Whither spirituality?

A friend recently passed on an article from the Toronto Star published on December 26, 2018 entitled “A New Type of Church for the Community”.  This kind of article turns up infrequently – usually in a slow news period – in which the reporter presumably tries to find a new thread of hope in what is generally seen as a declining religious presence.  In this case, it’s a storefront church, with white plastic chairs, a row of computers against a wall lined with Bible verses – an example of a concept called a church plant.  Interestingly the concept is supported and funded by existing denominations as the answer to their failing numbers and impact.
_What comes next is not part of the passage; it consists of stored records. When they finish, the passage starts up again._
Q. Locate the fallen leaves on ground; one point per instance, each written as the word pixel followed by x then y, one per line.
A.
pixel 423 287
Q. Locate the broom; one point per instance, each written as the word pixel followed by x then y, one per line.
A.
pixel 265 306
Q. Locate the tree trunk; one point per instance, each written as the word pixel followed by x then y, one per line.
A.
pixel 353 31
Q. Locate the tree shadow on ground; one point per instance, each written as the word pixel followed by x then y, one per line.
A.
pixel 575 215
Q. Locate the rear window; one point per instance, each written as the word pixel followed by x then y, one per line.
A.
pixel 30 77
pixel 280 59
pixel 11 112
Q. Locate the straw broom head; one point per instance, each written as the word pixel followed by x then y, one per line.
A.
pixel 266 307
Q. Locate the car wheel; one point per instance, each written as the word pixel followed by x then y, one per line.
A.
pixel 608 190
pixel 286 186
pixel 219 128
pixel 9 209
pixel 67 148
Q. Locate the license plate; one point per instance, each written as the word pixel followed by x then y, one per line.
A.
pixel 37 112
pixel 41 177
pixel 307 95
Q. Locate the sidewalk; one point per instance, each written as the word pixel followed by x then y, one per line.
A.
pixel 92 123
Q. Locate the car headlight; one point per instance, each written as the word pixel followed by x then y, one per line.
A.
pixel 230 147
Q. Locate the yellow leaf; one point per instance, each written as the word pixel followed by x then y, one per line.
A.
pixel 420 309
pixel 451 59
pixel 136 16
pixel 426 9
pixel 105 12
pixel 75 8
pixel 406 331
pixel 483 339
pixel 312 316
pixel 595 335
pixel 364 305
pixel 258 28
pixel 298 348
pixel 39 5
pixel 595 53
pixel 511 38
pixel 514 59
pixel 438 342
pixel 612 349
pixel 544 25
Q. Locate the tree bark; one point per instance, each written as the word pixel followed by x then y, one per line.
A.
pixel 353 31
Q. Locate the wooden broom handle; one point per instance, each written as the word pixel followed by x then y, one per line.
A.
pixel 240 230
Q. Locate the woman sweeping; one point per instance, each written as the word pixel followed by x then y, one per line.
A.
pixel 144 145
 The writer goes on predictably to report the decline in numbers in religious affiliation and the storefront pastor’s seeing this as an opportunity to meet local needs for faith in a neighborhood setting.  Like more conventional denominations, the storefront already has programs, services at times other than Sunday, and responses to other immediate social needs. We also learn that this plant is supported by an organization called Church Planting Canada which is using modern marketing methodology with Facebook video ads and expensively designed websites free from denominational affiliation.  All this is totally predicable based on what the late writer Phyllis Tickle told the book publishing industry and the traditional denominations twenty years ago.  Her book, The Great Emergence outlined the cultural changes affecting religious life in Europe and the United States that were happening decades earlier.

 Among these changes is the reality that science and technology are the primary cultural forces - but there are others.  The doubts of Albert Schweitzer that the Jesus of Nazareth was the the Christ of history led to new scholarship.  Pentecostalism is a new and growing religion – and incidentally forms the base of Church Planting Canada. Alcoholics Anonymous is a strong healing ministry that calls on a nameless higher power and anticipated the rebirth of the small group movement – and more often than not meets in Church basements. Self-help dominates as a literary form.  While immigration is front-and-centre of the news today – with the misguided narrative that immigrants are all terrorists - except that we ourselves are mostly descendants of  immigrants who destroyed the habitats and spirituality of our native people. We now live in multicultural environments where the teachings of other religions have seeped into our consciousness.  And I find it fascinating that most of these profound changes have occurred in my own lifetime since the end of the second world war.

 While the planters are hopeful, it is instructive that their projects cost $50, 000 to $100,000 in grants in their initial year and considerable additional ones in the years following – ending up with exactly the same challenges that conventional churches face. Leaders often burn out quickly like those of any start-up in the arts or technology and the next set of leaders institutionalize the project.

Tickle in her essay also talks about the three strands of any religion – the approach to spirituality and recognition of the divine - the institutional framework and how it deals with leadership, formation, property, statutes, governance - and the approach to morality. In a recent article in the New York Times, the writer Donna Freitas notes an interesting feature of formation that I should pay more attention to – the fact that writers are discouraged by their editors for writing on the subject of religion for their young adult readers.  Sex is fine – and so are LGBTQ topics - but faith is off limits unless you lampoon it.  And I find in my own experience of working with young people from toddlers to teens - from learning to be nice, to learning the intricacies of liturgy, denominational history and pretty literal reading of scripture - that the one thing we hardly ever talk about is spirituality.

 Donna Frietas talks about her own reading as a young Catholic and my own mirrors it to some extent.  God talk at this stage and later in the early years of University were informed by books we read – more often metaphorical readings of authors like Lewis and Tolkien which also helped us deal with the stories of religion and how to ground their truth.  I have to wonder whether Bible verses on a wall above computers is going to do the job.  But what Ms Frietas does point out is that spirituality is immensely important to young people.  How many meaningful articles about religious traditions of spirituality do we see in the press about that?  Understanding that, of course takes much more preparatory work and research than interviewing a storefront pastor.

 Someone I met at the 2018 Parliament of World Religions does get it.  In response to the young people interested in spirituality and wanting to know more, he has created a very impressive website,   What he said when we met was, “I’m not an expert on spirituality, but I know who some of the experts are – and I am trying to direct young people to them – and I try to help them avoid the too many quick fix answers that are out there.”

 If mainstream denominations took this quest for spirituality more seriously, they might focus on their spiritual traditions rather than their historic denominational ones. That culture leaves them fighting old battles wearing new clothes.  The old stories have frequently lost their context, leaving the young adrift on a planet with its own cosmology that is not being addressed for them.  The young know that and they want better answers than the ones we are giving them.